Sergio Perez may not have been the most popular person in Monaco two weekends ago, but has found an unexpected ally in the form of McLaren sporting director Sam Michael.
The Mexican, having already raised the hackles of new team-mate Jenson Button in Bahrain, got under the skin of two further world champions – Fernando Alonso and Kimi Raikkonen – with forceful attempts to pass them at the chicane in Monaco. Although Alonso's decision to avoid a collision with the McLaren resulted in him having to give up a place for cutting the chicane, Raikkonen proved to be a more feisty opponent and, after both had been forced to cut the corner after Perez's first effort, came to blows second time around.
Raikkonen was forced to pit with a punctured rear tyre, eventually finishing tenth, while Perez retired with brake problems as a result of being sandwiched between the Lotus and the barrier, but it was the Finn's post-race reaction – in which he suggested punching Perez in the face would be better than trying to talk to him – that best summed up the mood.
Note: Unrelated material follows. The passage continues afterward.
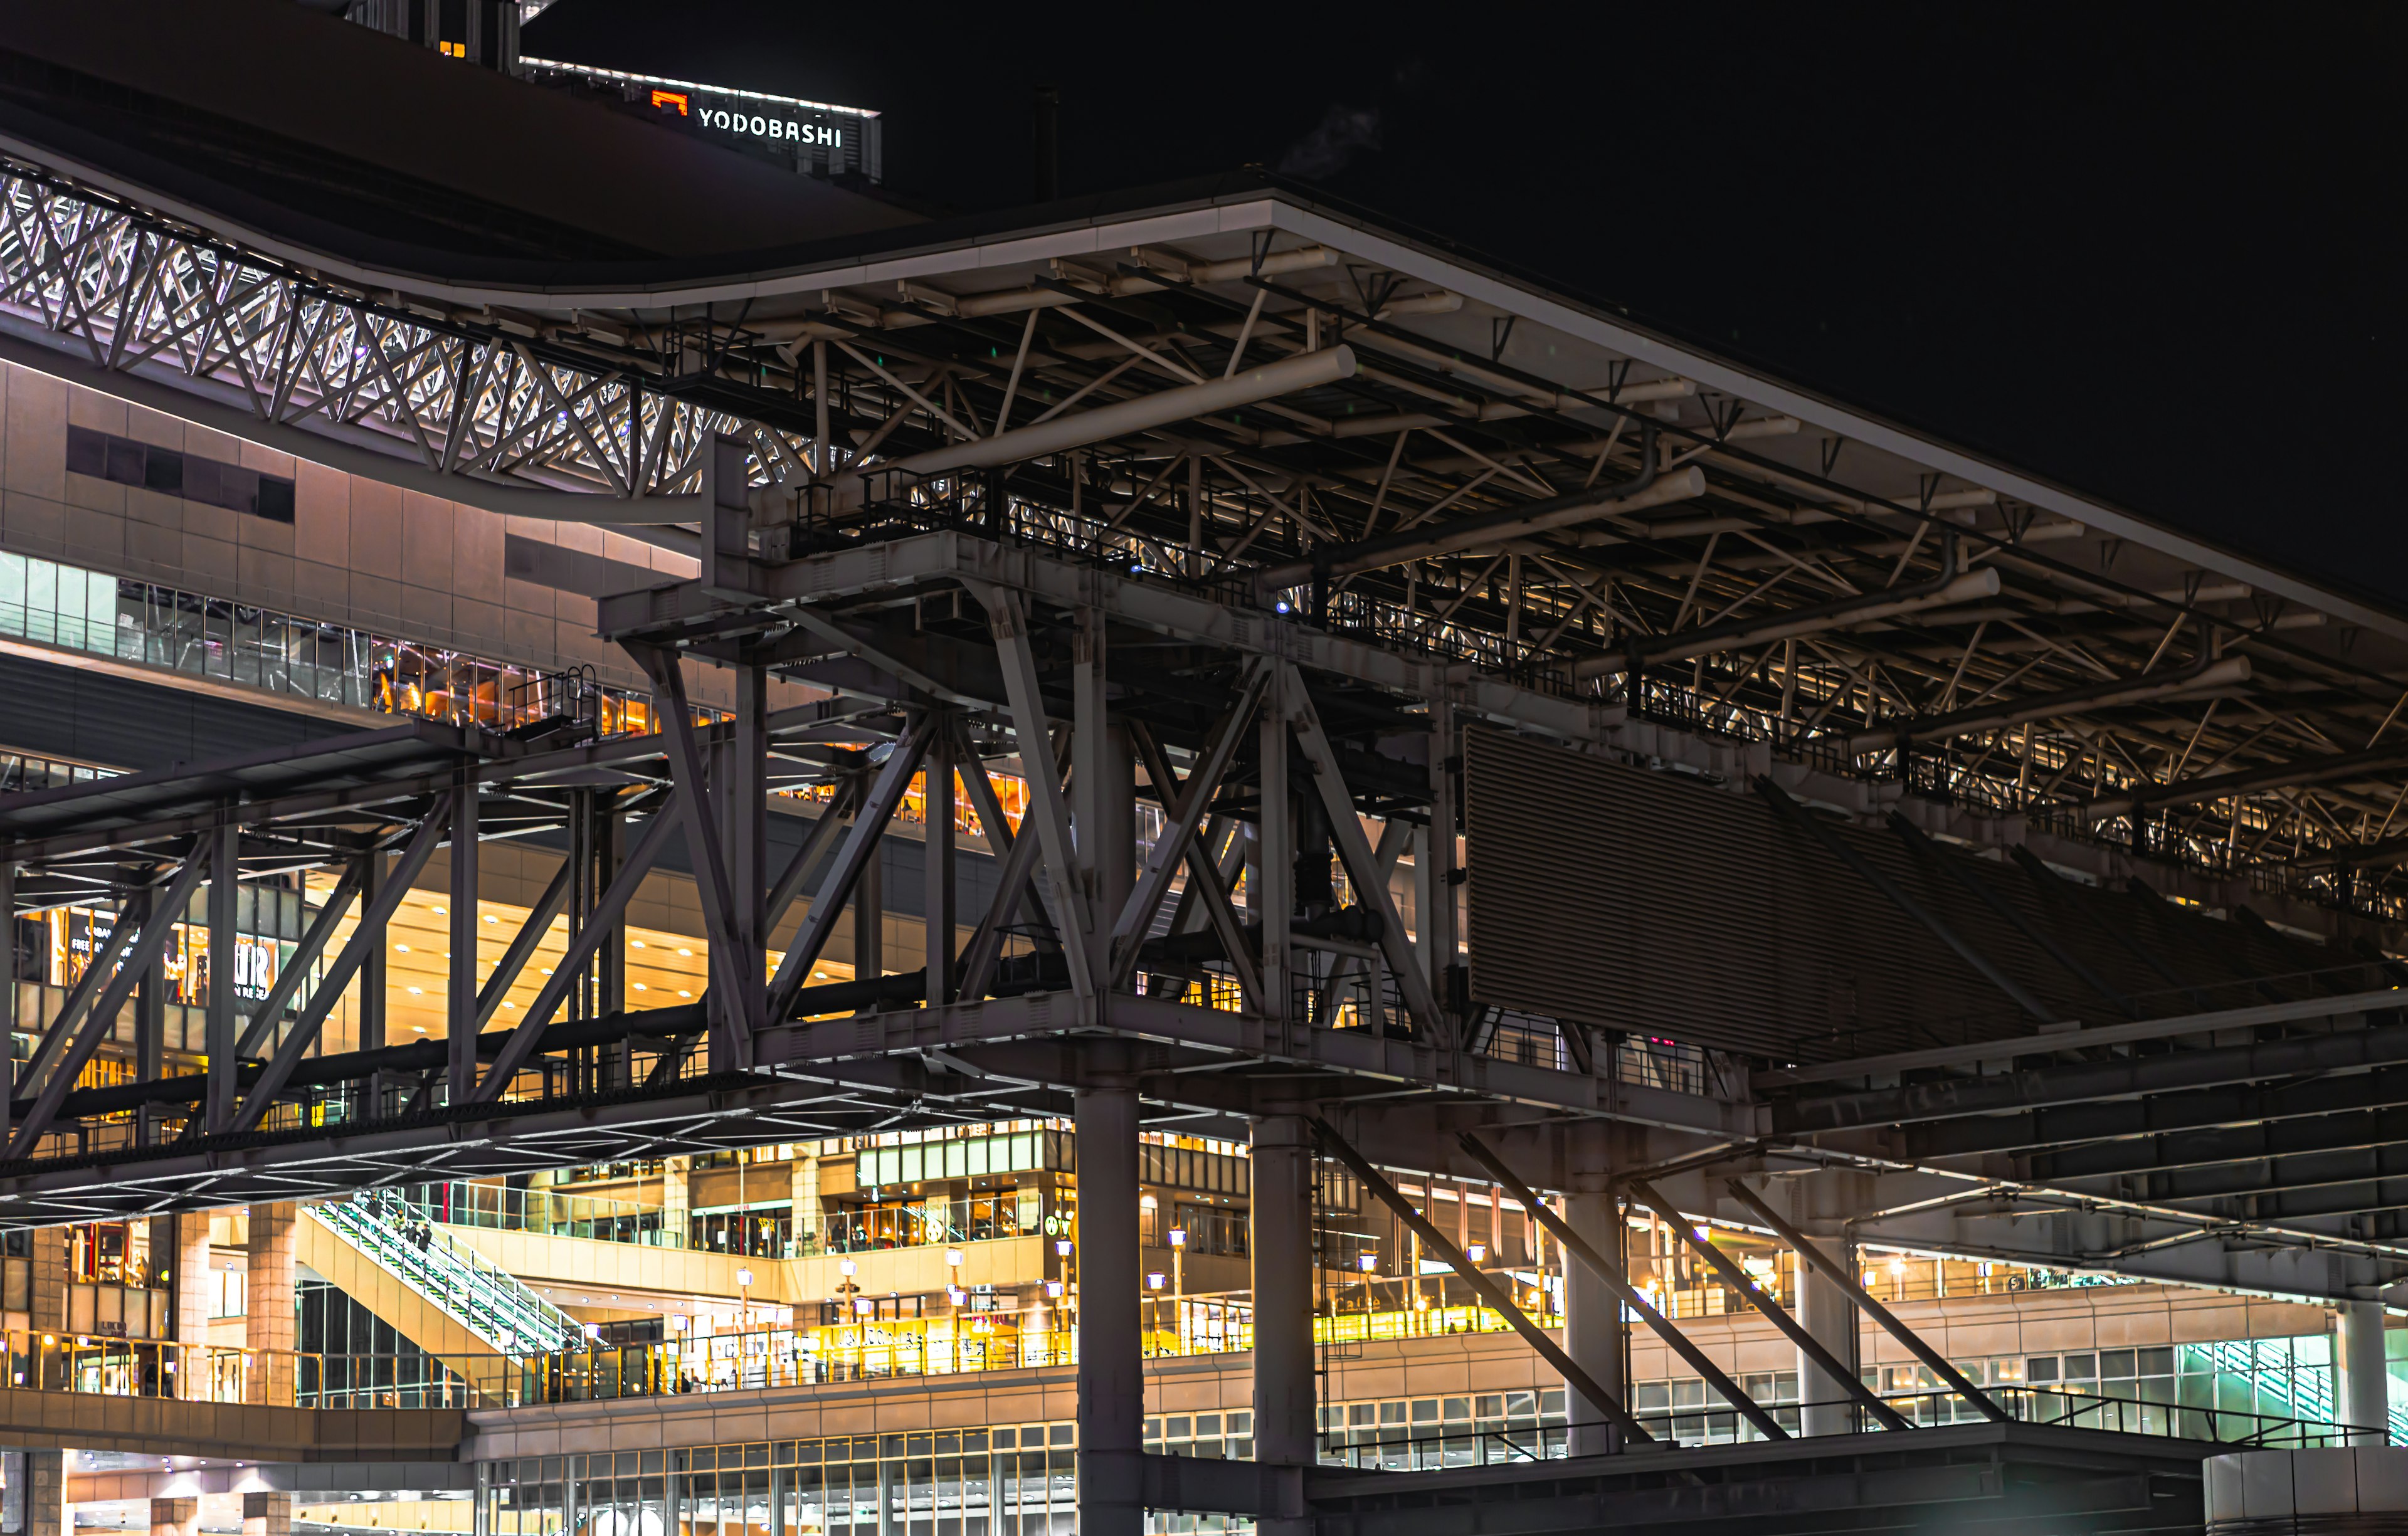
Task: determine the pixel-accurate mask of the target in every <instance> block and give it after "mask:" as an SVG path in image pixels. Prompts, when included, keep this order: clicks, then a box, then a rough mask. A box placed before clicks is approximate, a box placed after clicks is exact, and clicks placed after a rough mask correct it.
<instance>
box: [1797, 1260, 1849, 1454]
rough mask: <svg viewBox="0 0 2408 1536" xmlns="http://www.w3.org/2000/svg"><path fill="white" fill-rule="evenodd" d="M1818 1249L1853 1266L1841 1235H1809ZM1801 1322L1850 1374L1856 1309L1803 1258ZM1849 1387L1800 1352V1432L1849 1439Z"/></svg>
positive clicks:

Michael, however, has moved to defend his driver, insisting that Perez is only doing what his accusers have done in the past – and doing what he should be doing as a 'racing driver'.
"It's an interesting question but, ultimately, he's a racing driver and he's just racing,” the Australian told journalists during a media phone-in, "All of the moves that he did are all moves that have been done by all of those drivers at various points in their career - some recently and some long ago. The overtaking opportunities that are available at the chicane in Monaco are the ones that have been used for a long time before 'Checo' was even born.
"Ultimately he's racing for his position. He's establishing himself and the racing that's he's doing all those other drivers have done themselves. That's F1 - it was obviously hard racing, but that's what F1's meant to be able."
With the Canadian Grand Prix next up, at a venue where Perez took one of his three podiums in 2012 but which could also prompt more antagonism as the Mexican looks to use the limited overtaking points, Michael insists that the team will continue to back its man.
“He's a talented driver and, the way that he's racing at the moment, McLaren support what he's doing,” he claimed, “We're full behind Checo as long as he keeps developing.
“He definitely went through a transition in the last two or three races - he's really been able to mix it on pace with his team-mate and that's good. Technically, he knows what he wants from the car and is quite explicit about that with all the engineers. He's good for the level of experience he's got.”